History – Going Back in Time
Stooping and Dutching
I discovered the art of stooping on my first trip to Saratoga Racecourse
located in Saratoga Springs, New York.
My grandfather, a retired NYFD Captain, loved to try his luck at the track and invited me to go with him.
I was 12 years old and stood 4’6”at that time in the summer of 1962. The tickets that you get when you bet are yours to surrender, to collect the winnings, if they are disposed of for any reason mostly because they are losing tickets, you give up the right. Now the people who bend over to look at mostly losing tickets, “stoopers”, because of their bent back position so to be closer to the floor where the tickets lay, would collect the tickets and hopefully find good tickets to cash.
The security would tell the stoopers to stand up, the chance of getting hit by other bettors was always there.
When I was looking at the tickets on the floor, I found one that my grandfather cashed for me that was worth $3.00, a small fortune in 1962.
As the years went by, the thought of that first find sticks in my mind, but others were found, larger in cash value. On some days, if there was an objection and later a reversal of the order of finish, the bettors who threw their tickets on the ground would run to the spot in hopes of the tickets being there to cash.
The modern era has people “scooping “tickets into bags to look at later but that’s a dirty job too.!!
The art of “dutching” goes back to the days before 1940 when bookmakers were used to give out the odds and take bets for all the horse players.

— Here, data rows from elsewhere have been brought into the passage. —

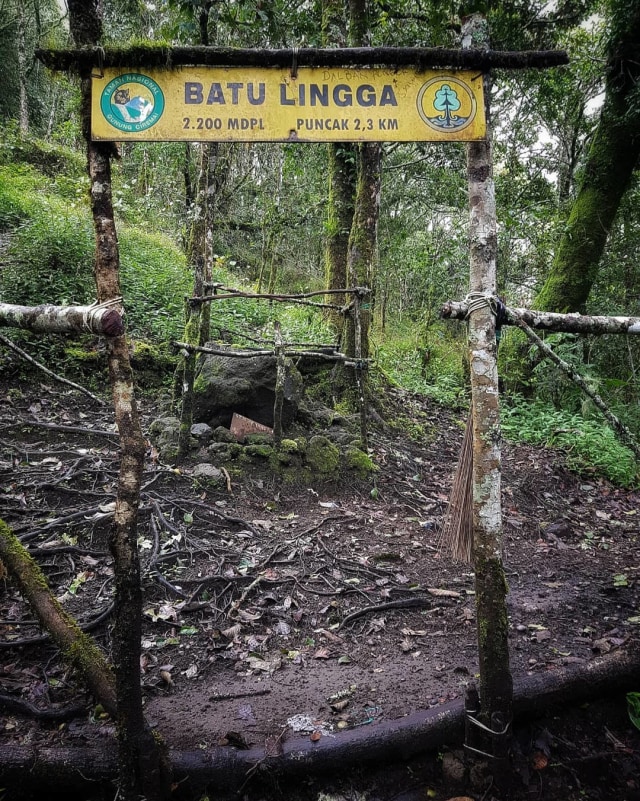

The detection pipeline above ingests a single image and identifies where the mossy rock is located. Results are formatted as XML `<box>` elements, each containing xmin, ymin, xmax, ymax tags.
<box><xmin>305</xmin><ymin>435</ymin><xmax>340</xmax><ymax>476</ymax></box>
<box><xmin>344</xmin><ymin>446</ymin><xmax>377</xmax><ymax>478</ymax></box>
<box><xmin>244</xmin><ymin>444</ymin><xmax>275</xmax><ymax>459</ymax></box>
<box><xmin>246</xmin><ymin>433</ymin><xmax>273</xmax><ymax>446</ymax></box>
<box><xmin>207</xmin><ymin>442</ymin><xmax>244</xmax><ymax>462</ymax></box>
<box><xmin>279</xmin><ymin>438</ymin><xmax>299</xmax><ymax>454</ymax></box>
<box><xmin>213</xmin><ymin>426</ymin><xmax>236</xmax><ymax>443</ymax></box>
<box><xmin>149</xmin><ymin>416</ymin><xmax>180</xmax><ymax>436</ymax></box>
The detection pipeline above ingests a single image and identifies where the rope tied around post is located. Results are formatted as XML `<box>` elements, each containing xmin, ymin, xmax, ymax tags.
<box><xmin>462</xmin><ymin>292</ymin><xmax>508</xmax><ymax>343</ymax></box>
<box><xmin>81</xmin><ymin>296</ymin><xmax>124</xmax><ymax>333</ymax></box>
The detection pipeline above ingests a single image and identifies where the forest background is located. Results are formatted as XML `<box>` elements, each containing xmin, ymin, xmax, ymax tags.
<box><xmin>1</xmin><ymin>0</ymin><xmax>640</xmax><ymax>487</ymax></box>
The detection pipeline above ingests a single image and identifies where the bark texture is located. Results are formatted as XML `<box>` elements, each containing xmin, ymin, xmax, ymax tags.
<box><xmin>463</xmin><ymin>13</ymin><xmax>513</xmax><ymax>749</ymax></box>
<box><xmin>322</xmin><ymin>0</ymin><xmax>356</xmax><ymax>328</ymax></box>
<box><xmin>37</xmin><ymin>45</ymin><xmax>569</xmax><ymax>72</ymax></box>
<box><xmin>534</xmin><ymin>0</ymin><xmax>640</xmax><ymax>313</ymax></box>
<box><xmin>70</xmin><ymin>1</ymin><xmax>170</xmax><ymax>798</ymax></box>
<box><xmin>442</xmin><ymin>301</ymin><xmax>640</xmax><ymax>336</ymax></box>
<box><xmin>0</xmin><ymin>519</ymin><xmax>116</xmax><ymax>717</ymax></box>
<box><xmin>0</xmin><ymin>302</ymin><xmax>124</xmax><ymax>336</ymax></box>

A bettor would go up and down the corral of bookmakers until he would find the highest odds on his selection and place his marker with that bookmaker. If a bettor wanted to cover or back up his selection with another, he would go to the bookmaker who had the highest odds on his second bet.

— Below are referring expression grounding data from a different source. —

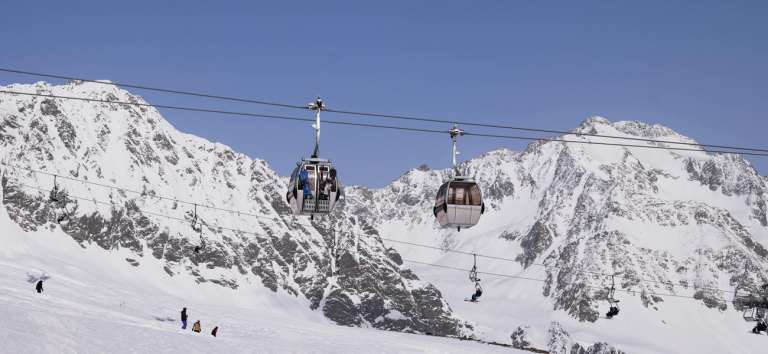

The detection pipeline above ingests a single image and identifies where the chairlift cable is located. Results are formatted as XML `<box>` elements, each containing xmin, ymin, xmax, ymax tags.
<box><xmin>401</xmin><ymin>259</ymin><xmax>722</xmax><ymax>301</ymax></box>
<box><xmin>1</xmin><ymin>165</ymin><xmax>761</xmax><ymax>298</ymax></box>
<box><xmin>9</xmin><ymin>178</ymin><xmax>761</xmax><ymax>303</ymax></box>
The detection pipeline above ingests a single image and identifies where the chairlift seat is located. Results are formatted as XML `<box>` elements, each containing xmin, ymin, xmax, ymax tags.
<box><xmin>743</xmin><ymin>308</ymin><xmax>766</xmax><ymax>322</ymax></box>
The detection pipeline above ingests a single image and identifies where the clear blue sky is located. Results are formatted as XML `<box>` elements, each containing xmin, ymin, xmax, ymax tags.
<box><xmin>1</xmin><ymin>1</ymin><xmax>766</xmax><ymax>187</ymax></box>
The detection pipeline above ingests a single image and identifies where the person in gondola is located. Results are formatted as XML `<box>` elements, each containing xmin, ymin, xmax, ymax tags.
<box><xmin>320</xmin><ymin>170</ymin><xmax>334</xmax><ymax>198</ymax></box>
<box><xmin>299</xmin><ymin>168</ymin><xmax>311</xmax><ymax>197</ymax></box>
<box><xmin>470</xmin><ymin>283</ymin><xmax>482</xmax><ymax>302</ymax></box>
<box><xmin>329</xmin><ymin>168</ymin><xmax>337</xmax><ymax>192</ymax></box>
<box><xmin>35</xmin><ymin>280</ymin><xmax>44</xmax><ymax>294</ymax></box>
<box><xmin>753</xmin><ymin>318</ymin><xmax>767</xmax><ymax>334</ymax></box>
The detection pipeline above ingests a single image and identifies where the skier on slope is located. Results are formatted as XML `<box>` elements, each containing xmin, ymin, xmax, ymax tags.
<box><xmin>606</xmin><ymin>305</ymin><xmax>620</xmax><ymax>319</ymax></box>
<box><xmin>753</xmin><ymin>318</ymin><xmax>767</xmax><ymax>334</ymax></box>
<box><xmin>35</xmin><ymin>280</ymin><xmax>44</xmax><ymax>294</ymax></box>
<box><xmin>192</xmin><ymin>320</ymin><xmax>202</xmax><ymax>333</ymax></box>
<box><xmin>181</xmin><ymin>307</ymin><xmax>188</xmax><ymax>329</ymax></box>
<box><xmin>211</xmin><ymin>326</ymin><xmax>219</xmax><ymax>337</ymax></box>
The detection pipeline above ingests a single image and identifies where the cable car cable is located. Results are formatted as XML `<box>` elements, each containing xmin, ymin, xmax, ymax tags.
<box><xmin>3</xmin><ymin>90</ymin><xmax>768</xmax><ymax>159</ymax></box>
<box><xmin>2</xmin><ymin>67</ymin><xmax>767</xmax><ymax>153</ymax></box>
<box><xmin>0</xmin><ymin>90</ymin><xmax>455</xmax><ymax>135</ymax></box>
<box><xmin>2</xmin><ymin>90</ymin><xmax>768</xmax><ymax>158</ymax></box>
<box><xmin>322</xmin><ymin>108</ymin><xmax>768</xmax><ymax>154</ymax></box>
<box><xmin>0</xmin><ymin>68</ymin><xmax>306</xmax><ymax>110</ymax></box>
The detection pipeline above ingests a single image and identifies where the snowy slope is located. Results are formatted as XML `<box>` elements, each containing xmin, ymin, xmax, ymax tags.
<box><xmin>0</xmin><ymin>201</ymin><xmax>518</xmax><ymax>354</ymax></box>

The idea is to bet “enough” on each horse to turn a nice profit no matter which horse won.
After 1940, pari-mutuel wagering was started, which the modern era has now. Dutching still can be performed by a bettor, but the lower odds horse must be eliminated first, because too much money has to be bet to use more horses with lower odds (8-5 or less).
The Simple Example About Dutching:
Step 1 – Eliminate the favorite lower than 8 to 5 odds or less. Remember to feel that he can’t win – or that you have reasons to back it up.
Step 2 – Pick 2 or more horses to bet on that could beat him.
Example: Horse (A) 4-1 odds, you bet $7.00 to win, horse (B) 8-1 odds, you bet $4.00 to win, and on horse (C) 12-1 odds, you bet $3.00 to win.
If you collect on this race with (A) – you win $21.00; with (B) – you win $22.00; and (C) – you win $25.00 (the total bet is $14.00).